Für Praxen und Apotheken bleibt die Impfkampagne eine großen Herausforderung im Alltag. Die Ärzt:innen haben ihre Favoriten bei der Bestellung, aber zuweilen findet auch in den Praxen ein Umdenken bei AstraZeneca statt. Und die Apotheke müssen sogar aufpassen, dass sie nicht einen Tag zu früh bestellen. Großhändler Phoenix hat mit Pannen zu kämpfen. Mitbewerber AEP darf jetzt immerhin auch mitspielen.

Und die Apotheken? Fast-Kanzlerkandidat Markus Söder (CSU) kann sich vorstellen, dass auch in der Offizin gegen Corona geimpft wird. Schon länger davon überzeugt ist Sebastian Ehlers (CDU) aus Mecklenburg-Vorpommern, der sich über die prominente Unterstützung freut. Ja selbst die Abda zeigt sich vorsichtig bereit – sollten die Ärzte irgendwann nicht mehr klarkommen mit dem Impfstoffmengen.

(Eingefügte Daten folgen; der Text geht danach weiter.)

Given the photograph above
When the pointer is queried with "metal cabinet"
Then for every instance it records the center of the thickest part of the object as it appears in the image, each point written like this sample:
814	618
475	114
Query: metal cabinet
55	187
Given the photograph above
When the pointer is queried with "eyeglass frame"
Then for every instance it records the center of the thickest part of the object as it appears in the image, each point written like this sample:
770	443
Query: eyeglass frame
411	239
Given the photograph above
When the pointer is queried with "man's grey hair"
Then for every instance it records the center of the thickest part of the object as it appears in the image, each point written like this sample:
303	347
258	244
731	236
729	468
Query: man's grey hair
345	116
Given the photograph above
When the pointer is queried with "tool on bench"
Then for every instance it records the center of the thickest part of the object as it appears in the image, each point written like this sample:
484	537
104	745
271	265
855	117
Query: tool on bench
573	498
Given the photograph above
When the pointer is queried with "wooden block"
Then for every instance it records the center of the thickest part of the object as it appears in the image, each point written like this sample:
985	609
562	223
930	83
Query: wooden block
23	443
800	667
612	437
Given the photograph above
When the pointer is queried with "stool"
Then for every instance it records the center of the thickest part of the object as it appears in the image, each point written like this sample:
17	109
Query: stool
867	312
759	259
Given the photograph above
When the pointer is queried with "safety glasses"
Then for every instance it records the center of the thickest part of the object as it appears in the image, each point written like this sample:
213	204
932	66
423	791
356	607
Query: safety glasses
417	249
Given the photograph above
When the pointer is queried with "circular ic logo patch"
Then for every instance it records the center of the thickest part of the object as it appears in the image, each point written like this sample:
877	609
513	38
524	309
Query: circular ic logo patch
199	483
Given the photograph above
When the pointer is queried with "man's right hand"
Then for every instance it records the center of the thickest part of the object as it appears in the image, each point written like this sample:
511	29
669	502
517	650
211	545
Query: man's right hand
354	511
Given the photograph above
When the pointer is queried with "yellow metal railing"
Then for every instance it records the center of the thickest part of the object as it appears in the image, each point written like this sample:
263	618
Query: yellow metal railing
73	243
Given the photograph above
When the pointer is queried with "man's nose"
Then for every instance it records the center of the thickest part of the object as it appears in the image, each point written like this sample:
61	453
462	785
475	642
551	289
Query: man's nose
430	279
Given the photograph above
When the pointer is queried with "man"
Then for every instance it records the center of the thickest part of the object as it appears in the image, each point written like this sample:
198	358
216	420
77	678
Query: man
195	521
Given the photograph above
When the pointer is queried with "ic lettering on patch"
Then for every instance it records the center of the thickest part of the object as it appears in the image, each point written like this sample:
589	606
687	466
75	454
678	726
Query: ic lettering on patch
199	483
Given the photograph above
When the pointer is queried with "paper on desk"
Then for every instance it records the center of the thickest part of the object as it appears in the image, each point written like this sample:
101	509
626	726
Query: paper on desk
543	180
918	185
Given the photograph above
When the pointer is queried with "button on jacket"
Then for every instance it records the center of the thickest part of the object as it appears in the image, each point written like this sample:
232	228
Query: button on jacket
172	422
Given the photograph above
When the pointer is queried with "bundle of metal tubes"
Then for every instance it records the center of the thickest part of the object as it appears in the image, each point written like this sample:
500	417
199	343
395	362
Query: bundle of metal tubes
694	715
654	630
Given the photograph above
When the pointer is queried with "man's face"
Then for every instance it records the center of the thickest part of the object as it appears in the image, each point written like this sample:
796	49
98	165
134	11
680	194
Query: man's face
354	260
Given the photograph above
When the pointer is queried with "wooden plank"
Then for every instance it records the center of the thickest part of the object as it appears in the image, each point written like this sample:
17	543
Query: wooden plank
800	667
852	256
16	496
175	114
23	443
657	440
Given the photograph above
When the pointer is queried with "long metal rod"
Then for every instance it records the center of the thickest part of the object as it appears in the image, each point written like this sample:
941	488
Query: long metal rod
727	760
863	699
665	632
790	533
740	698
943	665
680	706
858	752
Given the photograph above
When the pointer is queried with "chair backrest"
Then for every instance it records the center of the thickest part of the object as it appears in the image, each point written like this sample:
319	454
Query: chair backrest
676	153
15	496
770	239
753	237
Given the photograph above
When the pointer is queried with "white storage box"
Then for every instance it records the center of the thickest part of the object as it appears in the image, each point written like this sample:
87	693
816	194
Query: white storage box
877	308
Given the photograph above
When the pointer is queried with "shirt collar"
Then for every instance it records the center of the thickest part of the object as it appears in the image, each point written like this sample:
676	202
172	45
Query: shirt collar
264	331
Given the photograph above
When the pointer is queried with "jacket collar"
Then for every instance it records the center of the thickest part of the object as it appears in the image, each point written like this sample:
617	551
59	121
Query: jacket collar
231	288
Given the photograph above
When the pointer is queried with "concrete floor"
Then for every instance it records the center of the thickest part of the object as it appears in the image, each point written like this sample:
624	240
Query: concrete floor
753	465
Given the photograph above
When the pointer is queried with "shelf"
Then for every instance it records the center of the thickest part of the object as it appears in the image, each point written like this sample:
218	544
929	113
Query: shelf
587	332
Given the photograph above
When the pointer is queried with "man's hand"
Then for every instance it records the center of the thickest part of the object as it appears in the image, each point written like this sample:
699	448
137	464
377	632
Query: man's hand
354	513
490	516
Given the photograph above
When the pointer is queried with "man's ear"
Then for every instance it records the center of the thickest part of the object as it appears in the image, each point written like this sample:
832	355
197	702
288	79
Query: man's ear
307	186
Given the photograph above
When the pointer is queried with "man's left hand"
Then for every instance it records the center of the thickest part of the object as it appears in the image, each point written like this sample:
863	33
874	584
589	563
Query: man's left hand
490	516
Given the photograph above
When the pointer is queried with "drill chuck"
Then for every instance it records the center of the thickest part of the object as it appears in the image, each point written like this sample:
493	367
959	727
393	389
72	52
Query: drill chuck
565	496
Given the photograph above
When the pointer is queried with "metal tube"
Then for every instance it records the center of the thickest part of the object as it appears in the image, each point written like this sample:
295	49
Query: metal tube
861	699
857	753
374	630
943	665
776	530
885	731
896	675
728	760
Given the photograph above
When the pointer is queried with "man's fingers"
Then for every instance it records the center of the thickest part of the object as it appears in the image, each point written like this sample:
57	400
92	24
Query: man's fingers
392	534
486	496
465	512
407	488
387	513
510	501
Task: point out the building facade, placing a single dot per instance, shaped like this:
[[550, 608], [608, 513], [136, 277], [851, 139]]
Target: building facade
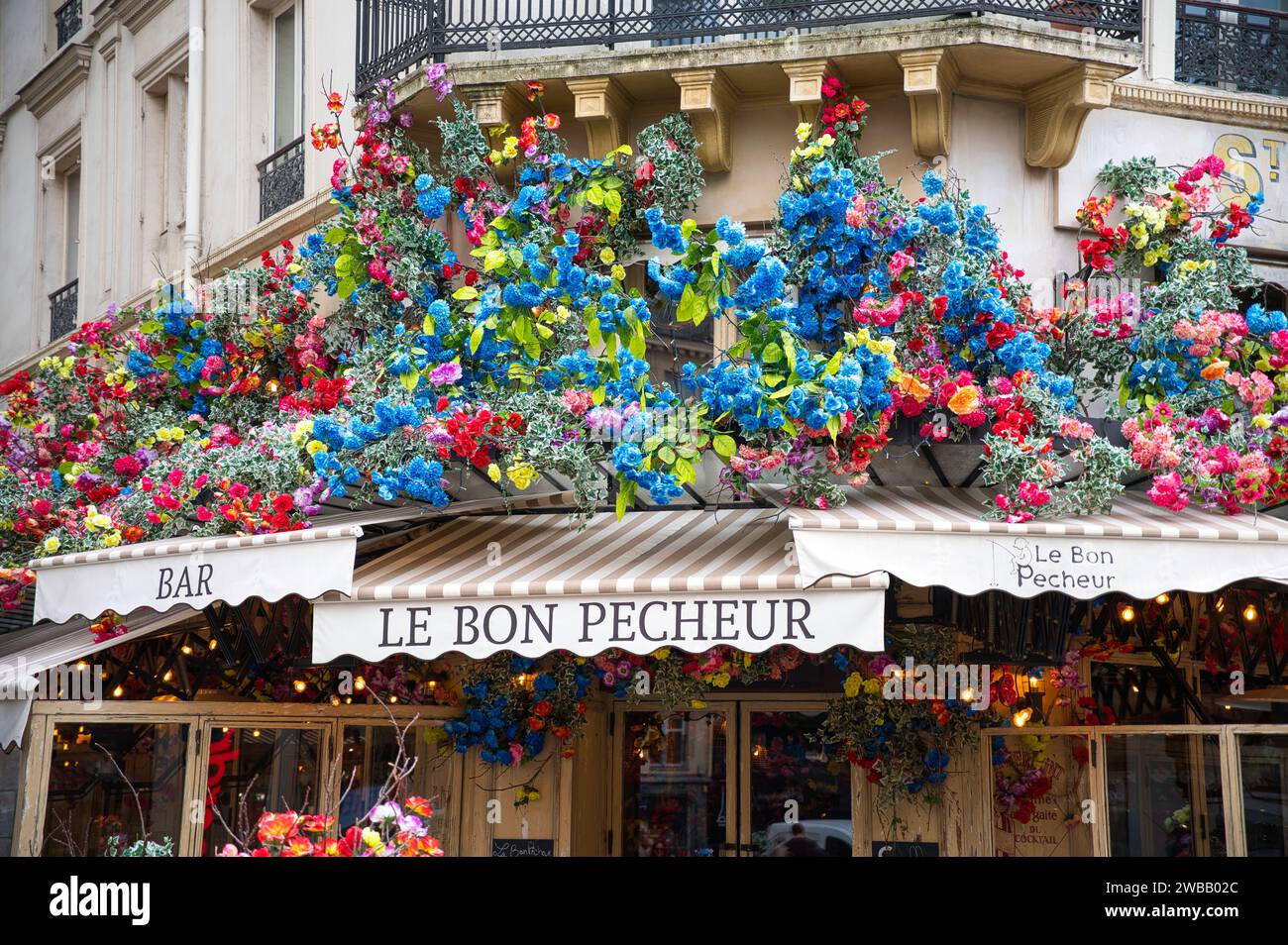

Zu viel Impfstoff ist aktuell beileibe kein Problem, aber für AstraZeneca wurde jetzt erstmals die Bestellmenge freigegeben und Minister Spahn hat eine neue Produktionsstätte für das Vakzin von Biontech eröffnet. Der Hersteller hat jetzt außerdem beantragt, dass Comirnaty auch für Kinder ab 12 Jahren zugelassen wird.

Seit Ewigkeiten etabliert ist Paracetamol. Doch Ratiopharm legt den Schmerzmittel-Klassiker neu auf: Die Kombination mit Algin soll für eine schnellere Aufnahme sorgen. Und zum Abschluss noch ein Fleißkärtchen: 330 Millionen FFP2-Masken haben sie von Januar bis März abgegeben – die ungezählten vor Weihnachten und die noch nicht gezählten aus dem April nicht mitgerechnet. Und die Regierung ist sogar viel billiger weggekommen als erwartet. Deswegen dürfen wir heute alle mal freimachen. Schönen 1. Mai!